Dancing to history

The sound of cries mixes with the roaring of the wind as dancers move with the music. Together, they are intertwined in what represents the pain and struggle that gypsies have endured in their crusade with life.

The USF fall dance concert “Landscape of Motion” represents a variety of ideas related to the gypsies expressed with each dance. The concert will include a mix of dances including forms of ballet, modern dance, African dance and jazz.

The USF dance department has been performing concerts for the past three decades, and every year a spring and fall concert is performed with a variety of multicultural dances to provide different themes featuring several ethnic groups. But this semester, Jeanne Travers, assistant professor in the dance department, received a USF sponsored grant to research and trace the history of gypsies.

“I have been very fortunate to have been given a grant to study the gypsies, which has always been of interest to me,” Travers said.

With this grant, Travers has been able not only to research, but also have the funds to get dancers and musicians.

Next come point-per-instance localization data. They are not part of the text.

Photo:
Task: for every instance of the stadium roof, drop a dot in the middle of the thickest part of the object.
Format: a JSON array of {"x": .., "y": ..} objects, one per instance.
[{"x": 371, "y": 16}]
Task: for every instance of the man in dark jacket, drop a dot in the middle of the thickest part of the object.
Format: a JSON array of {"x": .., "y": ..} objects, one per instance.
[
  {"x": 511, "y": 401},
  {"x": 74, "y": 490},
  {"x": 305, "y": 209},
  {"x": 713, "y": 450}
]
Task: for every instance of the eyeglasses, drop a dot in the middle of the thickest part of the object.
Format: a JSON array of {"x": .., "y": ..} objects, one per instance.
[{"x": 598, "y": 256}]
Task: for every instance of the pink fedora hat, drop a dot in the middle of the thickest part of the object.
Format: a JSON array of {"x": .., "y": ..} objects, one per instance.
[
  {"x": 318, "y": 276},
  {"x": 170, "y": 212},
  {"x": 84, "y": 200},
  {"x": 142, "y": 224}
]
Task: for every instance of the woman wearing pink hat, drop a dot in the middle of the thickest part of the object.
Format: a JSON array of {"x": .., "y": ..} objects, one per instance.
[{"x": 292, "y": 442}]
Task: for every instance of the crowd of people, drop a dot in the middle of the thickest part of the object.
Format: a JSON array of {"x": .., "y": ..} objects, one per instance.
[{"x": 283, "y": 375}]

For instance, “Recuerdos del Camino” (Memories of the Road), choreographed by Travers, is a cultural, multimedia piece dramatizing the travel of gypsies. Through dance, the work shows how the gypsies came from India to the Balkan Peninsula and then to Andalusia, Spain. Throughout the dance, video imaging of dancers will be projected in the back of the stage while live Flamenco and Indian dancing further demonstrates the journey.

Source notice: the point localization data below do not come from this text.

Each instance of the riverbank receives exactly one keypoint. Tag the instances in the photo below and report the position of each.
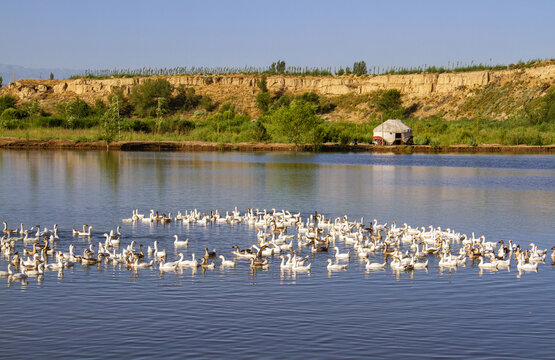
(34, 144)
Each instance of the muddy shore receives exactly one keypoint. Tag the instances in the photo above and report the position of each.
(33, 144)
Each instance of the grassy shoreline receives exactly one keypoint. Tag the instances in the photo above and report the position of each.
(13, 143)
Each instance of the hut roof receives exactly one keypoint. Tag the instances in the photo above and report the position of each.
(393, 125)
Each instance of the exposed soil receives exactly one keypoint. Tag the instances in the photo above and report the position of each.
(33, 144)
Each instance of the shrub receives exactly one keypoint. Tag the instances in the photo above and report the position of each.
(359, 68)
(297, 122)
(75, 109)
(186, 99)
(12, 114)
(7, 101)
(207, 104)
(263, 101)
(542, 110)
(144, 97)
(146, 126)
(48, 122)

In this dance, Travers uses a professional Flamenco dancer, Esther Suarez-Moreno, and her husband, a professional Flamenco guitarist, who provides music for the piece. Adding to the music will be Sebastian Anthony Birch, USF assistant professor who is composing the violin solo and Konstantin Dimitrov, a guest artist, as the violinist.

In addition, Travers needed assistance determining how dances are performed in India and found support from the Students of India Association. Sudarsan Padmanabhan, president for SIA, provides a vocal piece in which he will sing Alaap, a singing of moods, or voice changes, following the dancer. While the dancer is performing, he will adapt the raga, or number of beats, to follow the dancers movement.

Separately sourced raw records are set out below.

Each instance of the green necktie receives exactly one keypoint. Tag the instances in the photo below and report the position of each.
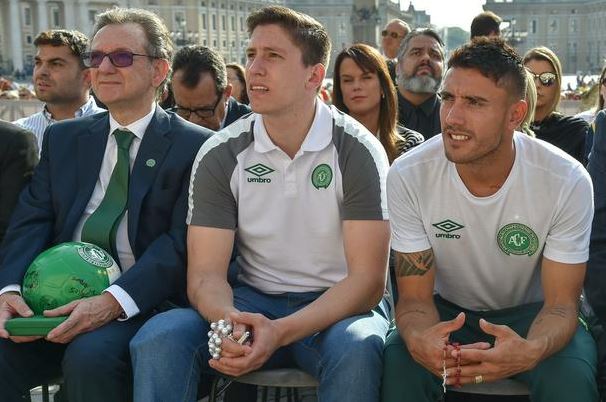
(101, 227)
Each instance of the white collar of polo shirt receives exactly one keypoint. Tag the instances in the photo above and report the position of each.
(317, 138)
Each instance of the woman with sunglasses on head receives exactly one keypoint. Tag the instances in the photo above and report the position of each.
(364, 90)
(566, 132)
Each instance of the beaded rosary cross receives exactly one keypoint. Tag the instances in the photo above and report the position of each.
(457, 347)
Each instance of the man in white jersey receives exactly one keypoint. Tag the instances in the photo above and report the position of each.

“No composing is needed for this singing, just improvisation,” said Padmanabhan. “When the dancer goes fast, I know I need to change the mood, and when she slows down, so do I.”

The piece will also consist of dancers who follow the music with their senses, including Erin Cardinal, a USF modern dance graduate, Elsa Valbuena, an adjunct instructor for the dance department and Kristi Spessard, a New York-based dancer.

Vasanta Chivukula, also a member of SIA and an Indian classical dancer, aided the performers with the hand movements and dances so they can symbolize Indian dance effectively.

“Dance is an expression of life, ecstasy of the heart,” Chivukula said, “(It) is an old saying that represents my feelings towards dancing.”

The concert will feature other dances such as “To the Moon,” choreographed by Kelly Drummond Cawthon, a USF dance alumni, which portrays the life of a housewife during the 1950s and “reveals the reality of being a woman through the decades,” according to a news release from the Dance Department. Latrice Gregory, a dance major at USF and the solo dancer, displays the trials of womanhood in the piece.

“Landscapes in Motion” also includes a piece choreographed by Vicki Somoya, USF dance alumnus, which is a movement piece following the sounds of nature.

Jennifer Salk, a USF faculty member, has created a female solo piece that is meant to be humorous. The setting will be around a bed, focusing on the struggles of sleep. “This particular piece is a mix between modern jazz and ethnic influences,” said Erin Taylor, a USF dance student. “It has been interesting working in this particular dance because of the variety of dances, as well as I was able to work with students from different classes.”Additionally, “Cocerto Vivant” features music by a well-known French composer, Francis Poulenc.

Closing the program will be a performance blending modern dance, jazz and African dance choreographed by Katurah Robinson, a guest artist. The piece is a fast-paced dance exemplifying the high energy of the dancers.